Sharp isoperimetric inequalities via the ABP method

TL;DR

This paper establishes new sharp isoperimetric inequalities with weights in convex cones using the ABP method, identifying minimizers as Euclidean balls and Wulff shapes, and provides new proofs for classical inequalities.

Contribution

It introduces a novel application of the ABP method to derive sharp weighted isoperimetric inequalities in convex cones, including anisotropic cases, with explicit minimizers.

Findings

Euclidean balls minimize the weighted isoperimetric quotient.

Wulff shapes minimize the anisotropic weighted perimeter.

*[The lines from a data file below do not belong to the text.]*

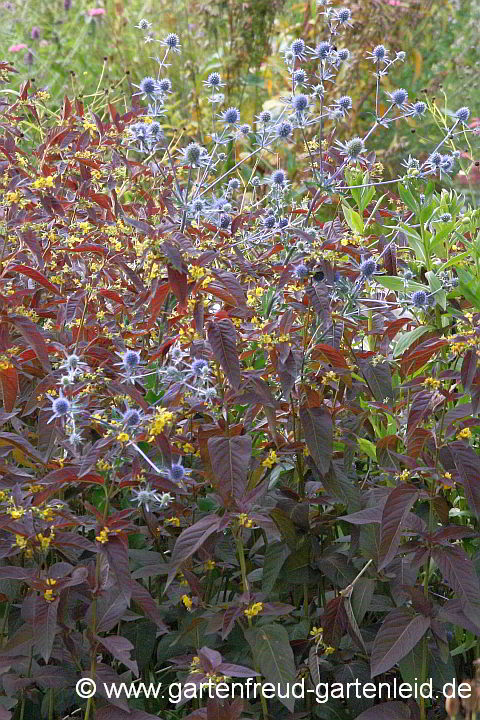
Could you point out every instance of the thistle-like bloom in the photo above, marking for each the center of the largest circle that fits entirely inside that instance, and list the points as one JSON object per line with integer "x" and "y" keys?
{"x": 61, "y": 407}
{"x": 214, "y": 81}
{"x": 148, "y": 87}
{"x": 368, "y": 268}
{"x": 398, "y": 97}
{"x": 300, "y": 103}
{"x": 343, "y": 16}
{"x": 463, "y": 114}
{"x": 264, "y": 117}
{"x": 144, "y": 25}
{"x": 322, "y": 50}
{"x": 147, "y": 497}
{"x": 352, "y": 148}
{"x": 379, "y": 54}
{"x": 172, "y": 42}
{"x": 284, "y": 130}
{"x": 231, "y": 116}
{"x": 298, "y": 49}
{"x": 278, "y": 179}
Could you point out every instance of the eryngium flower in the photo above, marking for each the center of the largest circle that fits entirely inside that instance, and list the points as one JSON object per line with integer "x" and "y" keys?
{"x": 284, "y": 130}
{"x": 194, "y": 155}
{"x": 149, "y": 86}
{"x": 368, "y": 268}
{"x": 300, "y": 103}
{"x": 214, "y": 80}
{"x": 231, "y": 116}
{"x": 398, "y": 97}
{"x": 463, "y": 114}
{"x": 298, "y": 48}
{"x": 352, "y": 148}
{"x": 172, "y": 42}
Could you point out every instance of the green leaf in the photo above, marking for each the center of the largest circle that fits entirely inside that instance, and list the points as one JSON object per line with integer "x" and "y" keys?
{"x": 271, "y": 649}
{"x": 368, "y": 447}
{"x": 354, "y": 220}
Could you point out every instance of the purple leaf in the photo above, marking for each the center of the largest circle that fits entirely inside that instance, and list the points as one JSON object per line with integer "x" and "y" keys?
{"x": 394, "y": 515}
{"x": 399, "y": 633}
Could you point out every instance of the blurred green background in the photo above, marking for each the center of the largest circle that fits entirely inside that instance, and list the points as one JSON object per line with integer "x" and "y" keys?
{"x": 93, "y": 47}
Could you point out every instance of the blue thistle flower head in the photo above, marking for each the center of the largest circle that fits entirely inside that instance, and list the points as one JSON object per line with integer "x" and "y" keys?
{"x": 379, "y": 53}
{"x": 447, "y": 163}
{"x": 278, "y": 177}
{"x": 149, "y": 86}
{"x": 172, "y": 41}
{"x": 265, "y": 116}
{"x": 165, "y": 85}
{"x": 214, "y": 80}
{"x": 301, "y": 271}
{"x": 231, "y": 116}
{"x": 368, "y": 268}
{"x": 298, "y": 47}
{"x": 354, "y": 147}
{"x": 343, "y": 15}
{"x": 131, "y": 359}
{"x": 60, "y": 406}
{"x": 323, "y": 50}
{"x": 398, "y": 97}
{"x": 463, "y": 114}
{"x": 419, "y": 108}
{"x": 300, "y": 76}
{"x": 345, "y": 102}
{"x": 225, "y": 221}
{"x": 284, "y": 130}
{"x": 176, "y": 472}
{"x": 419, "y": 299}
{"x": 198, "y": 366}
{"x": 300, "y": 103}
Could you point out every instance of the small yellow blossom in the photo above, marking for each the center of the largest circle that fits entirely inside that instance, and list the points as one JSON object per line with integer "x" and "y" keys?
{"x": 102, "y": 537}
{"x": 254, "y": 609}
{"x": 271, "y": 460}
{"x": 244, "y": 520}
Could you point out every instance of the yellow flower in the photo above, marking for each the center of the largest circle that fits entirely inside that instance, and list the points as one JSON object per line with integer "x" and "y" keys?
{"x": 254, "y": 609}
{"x": 244, "y": 520}
{"x": 102, "y": 537}
{"x": 316, "y": 633}
{"x": 187, "y": 601}
{"x": 271, "y": 460}
{"x": 21, "y": 542}
{"x": 432, "y": 383}
{"x": 162, "y": 417}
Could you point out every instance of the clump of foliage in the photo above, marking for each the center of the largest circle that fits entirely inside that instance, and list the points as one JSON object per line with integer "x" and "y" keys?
{"x": 240, "y": 426}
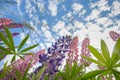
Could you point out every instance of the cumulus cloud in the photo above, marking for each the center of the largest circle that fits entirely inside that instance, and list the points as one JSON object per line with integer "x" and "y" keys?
{"x": 77, "y": 7}
{"x": 115, "y": 9}
{"x": 53, "y": 7}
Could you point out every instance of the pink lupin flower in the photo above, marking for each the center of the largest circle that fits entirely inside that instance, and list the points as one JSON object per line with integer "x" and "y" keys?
{"x": 5, "y": 22}
{"x": 15, "y": 25}
{"x": 85, "y": 51}
{"x": 73, "y": 53}
{"x": 114, "y": 35}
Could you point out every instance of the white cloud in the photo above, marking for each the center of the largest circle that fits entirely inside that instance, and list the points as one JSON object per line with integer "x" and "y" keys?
{"x": 97, "y": 8}
{"x": 78, "y": 24}
{"x": 77, "y": 7}
{"x": 59, "y": 25}
{"x": 115, "y": 9}
{"x": 64, "y": 32}
{"x": 53, "y": 7}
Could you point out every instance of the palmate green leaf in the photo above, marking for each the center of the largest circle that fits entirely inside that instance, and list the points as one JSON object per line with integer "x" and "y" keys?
{"x": 10, "y": 38}
{"x": 97, "y": 54}
{"x": 28, "y": 48}
{"x": 116, "y": 74}
{"x": 67, "y": 70}
{"x": 78, "y": 70}
{"x": 23, "y": 42}
{"x": 4, "y": 39}
{"x": 5, "y": 50}
{"x": 105, "y": 52}
{"x": 117, "y": 65}
{"x": 93, "y": 60}
{"x": 63, "y": 75}
{"x": 115, "y": 54}
{"x": 92, "y": 74}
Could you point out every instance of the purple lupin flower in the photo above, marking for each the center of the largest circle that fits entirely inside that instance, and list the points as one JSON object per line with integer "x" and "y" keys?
{"x": 21, "y": 65}
{"x": 85, "y": 51}
{"x": 114, "y": 35}
{"x": 73, "y": 53}
{"x": 54, "y": 56}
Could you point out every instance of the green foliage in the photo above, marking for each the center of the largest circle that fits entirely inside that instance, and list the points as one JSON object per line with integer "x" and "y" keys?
{"x": 71, "y": 72}
{"x": 103, "y": 59}
{"x": 39, "y": 74}
{"x": 5, "y": 70}
{"x": 10, "y": 46}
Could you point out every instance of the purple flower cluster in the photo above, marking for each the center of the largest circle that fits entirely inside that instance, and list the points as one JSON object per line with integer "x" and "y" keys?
{"x": 55, "y": 55}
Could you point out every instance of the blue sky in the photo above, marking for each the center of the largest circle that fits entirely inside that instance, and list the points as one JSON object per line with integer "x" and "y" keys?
{"x": 55, "y": 18}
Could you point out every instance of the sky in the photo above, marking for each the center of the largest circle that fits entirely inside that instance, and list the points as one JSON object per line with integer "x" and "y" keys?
{"x": 53, "y": 19}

New proofs of classical inequalities in convex cones.

Abstract

We prove some old and new isoperimetric inequalities with the best constant using the ABP method applied to an appropriate linear Neumann problem. More precisely, we obtain a new family of sharp isoperimetric inequalities with weights (also called densities) in open convex cones of $\mathbb{R}^n$. Our result applies to all nonnegative homogeneous weights satisfying a concavity condition in the cone. Remarkably, Euclidean balls centered at the origin (intersected with the cone) minimize the weighted isoperimetric quotient, even if all our weights are nonradial ---except for the constant ones. We also study the anisotropic isoperimetric problem in convex cones for the same class of weights. We prove that the Wulff shape (intersected with the cone) minimizes the anisotropic weighted perimeter under the weighted volume constraint. As a particular case of our results, we give new proofs of two classical results: the Wulff inequality and the isoperimetric inequality in convex cones of Lions and Pacella.